Em A campainha da porta, um filho vai ao reencontro da mãe depois de sete anos. (“Beijava-a às cegas, no rosto, nos cabelos, por toda parte, sem enxergar nada no escuro mas, com uma espécie de visão interior, reconhecendo-a por inteiro da cabeça aos pés, e uma única coisa havia mudado nela: o cheiro forte e elegante de perfume.”)
Mas o filho chega sem avisar e encontra uma mesa posta (“dois cálices de vinho e um bolo cor-de-rosa com 25 velinhas, três a menos que a idade dele”). A mãe viúva tem um comportamento estranho. Não atende e não o deixa atender a porta quando alguém bate. Depois disso, o encontro é nervoso e pouco dura. O filho parte, e o conto acaba: “E, tão pronto a porta se fechou a suas costas, ela voou para o telefone no farfalhante vestido azul”).

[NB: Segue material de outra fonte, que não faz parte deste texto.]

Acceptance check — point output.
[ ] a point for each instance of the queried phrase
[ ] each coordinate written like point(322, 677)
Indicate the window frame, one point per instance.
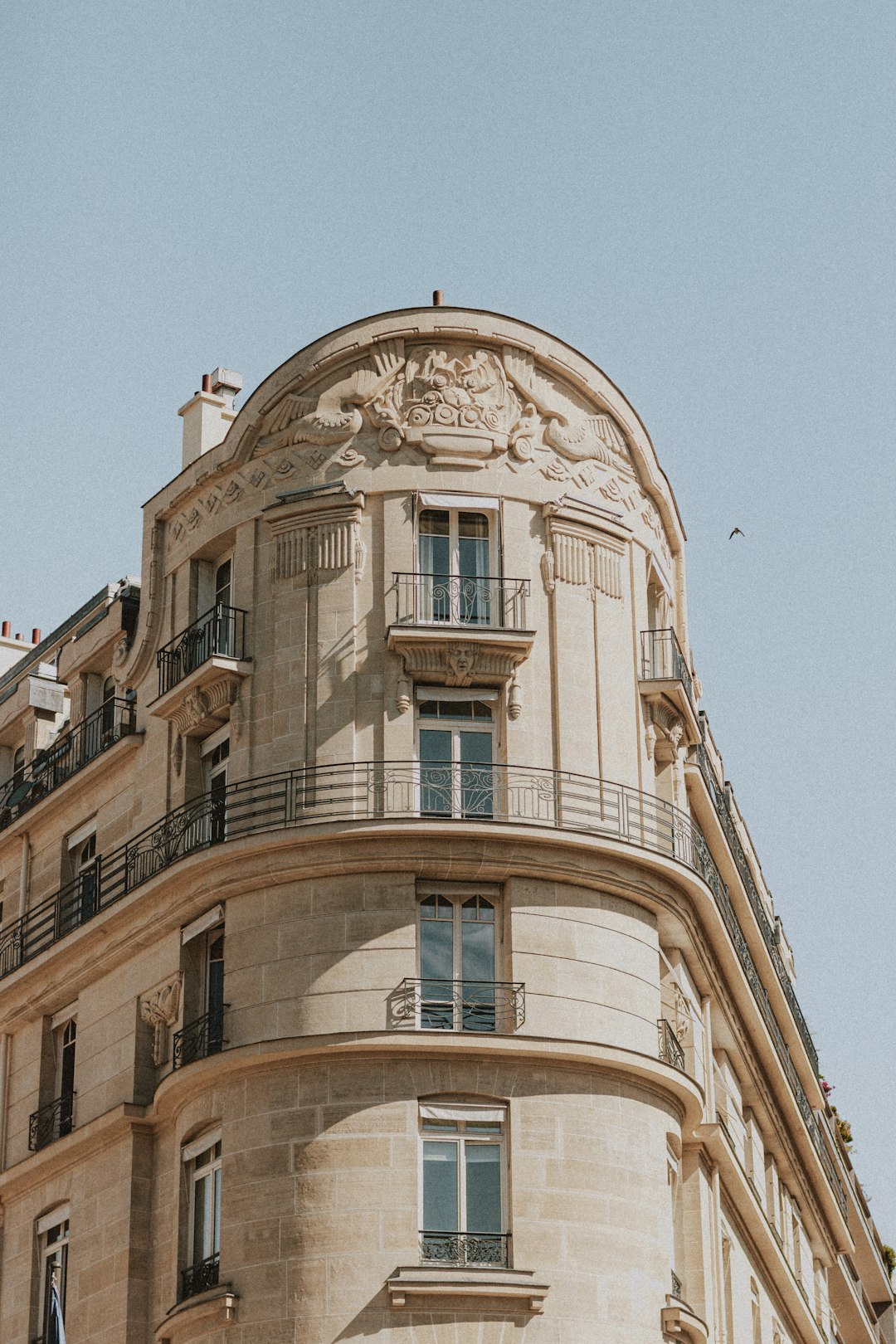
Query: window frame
point(468, 1113)
point(457, 894)
point(190, 1153)
point(47, 1250)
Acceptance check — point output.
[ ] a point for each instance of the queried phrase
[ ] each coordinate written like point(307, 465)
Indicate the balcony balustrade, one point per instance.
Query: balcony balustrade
point(71, 752)
point(461, 1004)
point(670, 1050)
point(465, 1249)
point(52, 1121)
point(453, 600)
point(199, 1278)
point(663, 660)
point(384, 791)
point(727, 823)
point(221, 632)
point(201, 1038)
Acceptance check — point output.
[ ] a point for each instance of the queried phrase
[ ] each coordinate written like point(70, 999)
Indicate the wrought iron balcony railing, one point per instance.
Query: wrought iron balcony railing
point(201, 1038)
point(461, 1004)
point(199, 1278)
point(52, 1121)
point(663, 660)
point(670, 1049)
point(221, 632)
point(364, 791)
point(65, 757)
point(465, 1248)
point(455, 600)
point(727, 823)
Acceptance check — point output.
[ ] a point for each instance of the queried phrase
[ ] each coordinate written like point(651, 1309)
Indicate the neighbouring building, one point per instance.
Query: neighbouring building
point(383, 952)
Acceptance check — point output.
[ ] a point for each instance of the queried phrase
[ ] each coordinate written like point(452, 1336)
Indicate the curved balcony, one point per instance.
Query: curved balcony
point(386, 791)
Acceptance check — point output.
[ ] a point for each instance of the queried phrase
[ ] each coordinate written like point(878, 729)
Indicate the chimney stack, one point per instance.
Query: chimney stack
point(210, 413)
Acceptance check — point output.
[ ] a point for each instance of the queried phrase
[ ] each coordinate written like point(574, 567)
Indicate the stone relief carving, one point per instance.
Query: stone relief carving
point(160, 1008)
point(574, 433)
point(458, 403)
point(334, 416)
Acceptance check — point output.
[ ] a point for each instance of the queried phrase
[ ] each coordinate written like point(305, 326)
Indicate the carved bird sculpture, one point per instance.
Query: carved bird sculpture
point(575, 435)
point(334, 416)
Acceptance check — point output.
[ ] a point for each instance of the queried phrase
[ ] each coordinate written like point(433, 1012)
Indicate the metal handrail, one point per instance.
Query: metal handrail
point(726, 821)
point(221, 632)
point(460, 600)
point(465, 1248)
point(52, 1121)
point(461, 1004)
point(670, 1049)
point(199, 1038)
point(663, 660)
point(67, 754)
point(384, 791)
point(199, 1278)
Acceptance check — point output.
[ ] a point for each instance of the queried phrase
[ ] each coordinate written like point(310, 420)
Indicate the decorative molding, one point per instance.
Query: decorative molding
point(586, 548)
point(319, 535)
point(160, 1007)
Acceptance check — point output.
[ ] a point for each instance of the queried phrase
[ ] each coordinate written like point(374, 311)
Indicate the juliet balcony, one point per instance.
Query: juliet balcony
point(201, 672)
point(664, 675)
point(71, 752)
point(453, 629)
point(460, 1006)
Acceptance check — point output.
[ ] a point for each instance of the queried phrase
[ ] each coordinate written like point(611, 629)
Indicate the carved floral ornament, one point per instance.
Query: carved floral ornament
point(455, 402)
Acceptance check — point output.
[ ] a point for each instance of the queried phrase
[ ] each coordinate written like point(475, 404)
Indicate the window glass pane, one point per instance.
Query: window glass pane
point(483, 1187)
point(476, 782)
point(440, 1187)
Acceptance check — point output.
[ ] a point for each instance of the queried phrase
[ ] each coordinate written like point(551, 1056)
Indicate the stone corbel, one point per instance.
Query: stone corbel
point(585, 548)
point(162, 1008)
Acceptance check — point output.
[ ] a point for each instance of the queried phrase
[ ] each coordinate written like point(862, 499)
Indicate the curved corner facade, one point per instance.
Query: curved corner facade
point(383, 952)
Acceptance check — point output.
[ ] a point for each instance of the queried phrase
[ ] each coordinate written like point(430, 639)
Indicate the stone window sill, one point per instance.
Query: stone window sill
point(215, 1308)
point(518, 1287)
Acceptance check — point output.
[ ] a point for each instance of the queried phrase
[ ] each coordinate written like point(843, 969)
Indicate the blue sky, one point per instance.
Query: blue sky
point(699, 197)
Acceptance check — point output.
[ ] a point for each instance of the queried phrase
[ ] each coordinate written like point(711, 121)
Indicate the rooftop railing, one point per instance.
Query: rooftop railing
point(221, 632)
point(455, 600)
point(727, 823)
point(663, 660)
point(71, 752)
point(383, 791)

Se Lolita é pura arte, o ápice de um escritor clássico e universal, Detalhes… é uma obra fundamental para se tentar entender a genialidade de Nabokov. São contos do mais puro lirismo melancólico. A melancolia de uma Rússia que fica para trás, embalsamada pela revolução. Até parece que Nabokov sabia que nunca mais voltaria, que partira para ser cidadão do mundo por meio da literatura. Tratou de pagar logo no início da carreira uma dívida cultural com a pátria, como para que tirar dos ombros o fardo de ser russo, quando a única guerra fria conhecida no mundo era a de bolas de neve.
Mesmo melancólico, em Detalhes… Nabokov não deixa de lado o humor aparente, mas clássico (muito diferente de ser apenas engraçadinho). Em Um mau dia, um cavalo defecando é descrito com a mais profunda seriedade, que até parece um ato solene: “De tempos em tempos, um dos cavalos erguia ligeiramente a cauda e, sob sua tensa raiz, um bulbo de carne se intumescia, expelindo uma pelota fulva, depois outra, e outra mais, após o que as dobras de pele escura voltavam a se fechar e a cauda era abaixada.”
Já em E o Bruno?, Hemon conta que muitas pessoas morriam na Bósnia por causa da disenteria. Ele descreve isso em As ilhas: “Morriam de tanto cagar”. Pode até ser engraçado para um público que gosta de beisebol, mas no mundo da verdadeira literatura é pouco, e muito pobre. A verdadeira questão de Bruno é: onde está o talento? Em Vladimir Nabokov, está até nas pelotas fulvas do cavalo.